Contemplation so far as prayer is concerned is a frank mind with the absence of thought. There are two concepts.
The first is absence. No thought of past or future. Nil. The present cannot be a thought, it is merely experienced. It’s why taking a photograph ruins the moment — because the taking of a photograph requires thought. But at least with the photograph we can enjoy contemplation of the moment as a glimpse of the past. So being present is simply experience enjoyed thoughtlessly by the mind. Absence can only be procured when we deal with repetitive thoughts of past and future. Thirty seconds of absence between lapses into thought can build to minutes with practice and discipline.
The second is frankness. Thoughts pop in; intrusions of past traumas and experiences and future hopes and fears. The mind trained to contemplate is instantly aware of those intrusions and expels the thought, letting it go. The mind says those words, I don’t need you, I choose to let you go. The frank mind suffers cognisance of the truth, of course. It sees the berating, lazy, fearful thoughts and is humble in accepting itself as frail.

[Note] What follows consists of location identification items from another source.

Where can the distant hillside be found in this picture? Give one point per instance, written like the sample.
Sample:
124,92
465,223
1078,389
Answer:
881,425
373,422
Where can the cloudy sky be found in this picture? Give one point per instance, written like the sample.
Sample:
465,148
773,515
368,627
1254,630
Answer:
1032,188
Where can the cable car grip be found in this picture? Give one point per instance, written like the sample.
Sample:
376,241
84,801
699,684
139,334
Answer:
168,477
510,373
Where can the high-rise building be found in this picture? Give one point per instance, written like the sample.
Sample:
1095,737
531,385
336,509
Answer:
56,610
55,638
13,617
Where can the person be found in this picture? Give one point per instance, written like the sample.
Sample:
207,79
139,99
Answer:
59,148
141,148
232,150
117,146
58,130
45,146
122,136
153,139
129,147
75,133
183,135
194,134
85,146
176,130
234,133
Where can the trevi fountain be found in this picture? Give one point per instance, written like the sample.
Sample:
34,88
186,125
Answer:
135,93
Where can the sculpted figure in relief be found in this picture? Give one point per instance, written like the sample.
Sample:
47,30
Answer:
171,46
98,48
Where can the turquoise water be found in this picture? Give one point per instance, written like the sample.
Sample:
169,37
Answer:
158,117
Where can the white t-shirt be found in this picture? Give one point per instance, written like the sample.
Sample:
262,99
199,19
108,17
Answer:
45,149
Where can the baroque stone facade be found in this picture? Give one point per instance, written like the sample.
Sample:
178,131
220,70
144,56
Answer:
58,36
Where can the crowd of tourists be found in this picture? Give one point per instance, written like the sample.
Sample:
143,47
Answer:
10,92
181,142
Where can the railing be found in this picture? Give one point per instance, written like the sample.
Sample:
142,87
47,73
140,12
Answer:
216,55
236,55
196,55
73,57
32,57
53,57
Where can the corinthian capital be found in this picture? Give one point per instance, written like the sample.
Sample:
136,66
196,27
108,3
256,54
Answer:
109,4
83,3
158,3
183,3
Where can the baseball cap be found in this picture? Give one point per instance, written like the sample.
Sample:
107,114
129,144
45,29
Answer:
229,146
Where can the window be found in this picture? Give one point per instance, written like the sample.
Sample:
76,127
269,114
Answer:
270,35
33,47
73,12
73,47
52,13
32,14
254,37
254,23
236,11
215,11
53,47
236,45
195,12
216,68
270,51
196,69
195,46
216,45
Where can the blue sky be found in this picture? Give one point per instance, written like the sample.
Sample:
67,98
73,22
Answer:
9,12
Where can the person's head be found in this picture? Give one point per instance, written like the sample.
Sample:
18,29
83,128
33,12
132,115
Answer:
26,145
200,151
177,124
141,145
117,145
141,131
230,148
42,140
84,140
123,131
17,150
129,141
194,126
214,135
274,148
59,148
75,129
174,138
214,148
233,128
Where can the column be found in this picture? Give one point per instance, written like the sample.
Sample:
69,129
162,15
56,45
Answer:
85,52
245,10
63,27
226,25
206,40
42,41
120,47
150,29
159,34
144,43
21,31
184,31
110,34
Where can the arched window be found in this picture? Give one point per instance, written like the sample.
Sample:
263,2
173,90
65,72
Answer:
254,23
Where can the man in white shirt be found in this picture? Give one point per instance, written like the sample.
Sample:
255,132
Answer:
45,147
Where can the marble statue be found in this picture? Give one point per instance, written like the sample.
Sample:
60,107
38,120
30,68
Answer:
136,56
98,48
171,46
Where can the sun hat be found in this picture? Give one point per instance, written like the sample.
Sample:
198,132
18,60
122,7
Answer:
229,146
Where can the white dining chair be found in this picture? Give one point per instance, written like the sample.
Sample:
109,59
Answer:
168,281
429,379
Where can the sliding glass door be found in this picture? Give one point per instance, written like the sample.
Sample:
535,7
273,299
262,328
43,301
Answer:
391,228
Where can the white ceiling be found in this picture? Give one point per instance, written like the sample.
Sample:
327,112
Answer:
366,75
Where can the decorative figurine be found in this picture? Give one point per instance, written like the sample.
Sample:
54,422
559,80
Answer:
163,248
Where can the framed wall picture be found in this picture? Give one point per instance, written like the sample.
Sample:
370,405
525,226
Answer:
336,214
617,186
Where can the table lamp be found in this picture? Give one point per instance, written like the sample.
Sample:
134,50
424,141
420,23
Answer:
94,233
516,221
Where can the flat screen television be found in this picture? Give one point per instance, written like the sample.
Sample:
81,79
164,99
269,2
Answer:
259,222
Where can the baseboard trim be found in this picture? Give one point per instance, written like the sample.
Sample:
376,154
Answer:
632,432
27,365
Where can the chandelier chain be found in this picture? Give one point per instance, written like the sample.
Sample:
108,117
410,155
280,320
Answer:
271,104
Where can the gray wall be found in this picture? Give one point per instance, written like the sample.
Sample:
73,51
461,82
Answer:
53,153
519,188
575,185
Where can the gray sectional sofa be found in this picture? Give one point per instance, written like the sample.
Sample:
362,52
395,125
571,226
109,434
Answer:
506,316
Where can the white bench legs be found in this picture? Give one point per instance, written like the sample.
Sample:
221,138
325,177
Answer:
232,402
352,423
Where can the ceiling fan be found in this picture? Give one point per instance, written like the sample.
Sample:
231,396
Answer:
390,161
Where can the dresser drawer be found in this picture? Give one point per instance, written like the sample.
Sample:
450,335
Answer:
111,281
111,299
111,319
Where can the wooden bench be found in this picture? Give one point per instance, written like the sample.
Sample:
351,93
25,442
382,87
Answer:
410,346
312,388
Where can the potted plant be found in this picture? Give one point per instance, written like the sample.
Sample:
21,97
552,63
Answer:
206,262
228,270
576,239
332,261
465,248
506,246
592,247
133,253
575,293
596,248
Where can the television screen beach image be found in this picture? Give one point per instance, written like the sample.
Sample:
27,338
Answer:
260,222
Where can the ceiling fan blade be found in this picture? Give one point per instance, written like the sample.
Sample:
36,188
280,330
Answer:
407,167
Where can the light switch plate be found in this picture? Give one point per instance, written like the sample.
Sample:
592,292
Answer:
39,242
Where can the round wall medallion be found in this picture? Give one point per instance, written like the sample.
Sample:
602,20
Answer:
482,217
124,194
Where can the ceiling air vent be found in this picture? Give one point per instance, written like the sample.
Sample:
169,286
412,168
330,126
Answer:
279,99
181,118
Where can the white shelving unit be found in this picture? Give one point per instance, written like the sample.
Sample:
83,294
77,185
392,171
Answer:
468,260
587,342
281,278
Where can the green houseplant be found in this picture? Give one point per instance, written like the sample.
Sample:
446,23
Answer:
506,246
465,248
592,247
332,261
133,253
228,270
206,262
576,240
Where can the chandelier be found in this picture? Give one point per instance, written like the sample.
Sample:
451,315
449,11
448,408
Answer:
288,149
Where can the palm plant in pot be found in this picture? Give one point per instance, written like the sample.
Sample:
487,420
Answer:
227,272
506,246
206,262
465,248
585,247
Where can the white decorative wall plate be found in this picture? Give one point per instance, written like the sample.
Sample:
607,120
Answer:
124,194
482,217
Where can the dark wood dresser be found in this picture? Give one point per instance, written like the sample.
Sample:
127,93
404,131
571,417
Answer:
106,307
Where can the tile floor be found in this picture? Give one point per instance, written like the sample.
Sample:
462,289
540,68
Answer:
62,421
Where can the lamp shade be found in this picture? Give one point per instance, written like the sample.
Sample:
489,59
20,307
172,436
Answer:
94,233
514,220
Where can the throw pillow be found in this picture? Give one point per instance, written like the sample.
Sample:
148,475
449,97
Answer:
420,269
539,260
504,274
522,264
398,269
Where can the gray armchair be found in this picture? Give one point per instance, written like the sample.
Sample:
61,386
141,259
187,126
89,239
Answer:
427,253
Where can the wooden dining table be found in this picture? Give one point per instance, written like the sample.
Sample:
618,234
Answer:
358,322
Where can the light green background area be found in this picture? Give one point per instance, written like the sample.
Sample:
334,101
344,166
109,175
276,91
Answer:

My experience of mowing the lawn taught me how instinctively I move into contemplative prayer. God was communicating with me as my mind rested in automatic pilot mode. One simple example is through suggestion. I was given a verse from the Bible (Job 1:21) related to something I am presently studying. It’s the weirdest thing to become aware that you’ve been praying contemplatively. I wasn’t thinking of my own volition. Just mowing the lawn without thinking — enjoying that experience. God gave it to me as He roamed within my mind. God also gave to me suggestions for loving action. These were not thoughts; they came and went as a wafting breeze and prayerfully I guess I hoped to remember them.
The mind is fallible. There is preoccupation with past and future, whether they be ten minutes ago or to come, or ten years. Contemplation is the ridding of the mind of these burdens.
To be emptied of mind but open to God is an achievable and bliss-filled state of mind; a beautiful thing to practice and master.
A Guided Meditation – guided by Someone Else
Say the words in the following lines with a long pause between one line and the next. Focus on your breathing… safe, calm, relaxed, loose of muscle, tight of mind:
Be Still and Know That I Am God
Be Still and Know That I Am
Be Still and Know
Be Still
… be still and silent of mind (the best you can) for ten minutes.
Up your practice to thirty minutes, which may take two years to accomplish.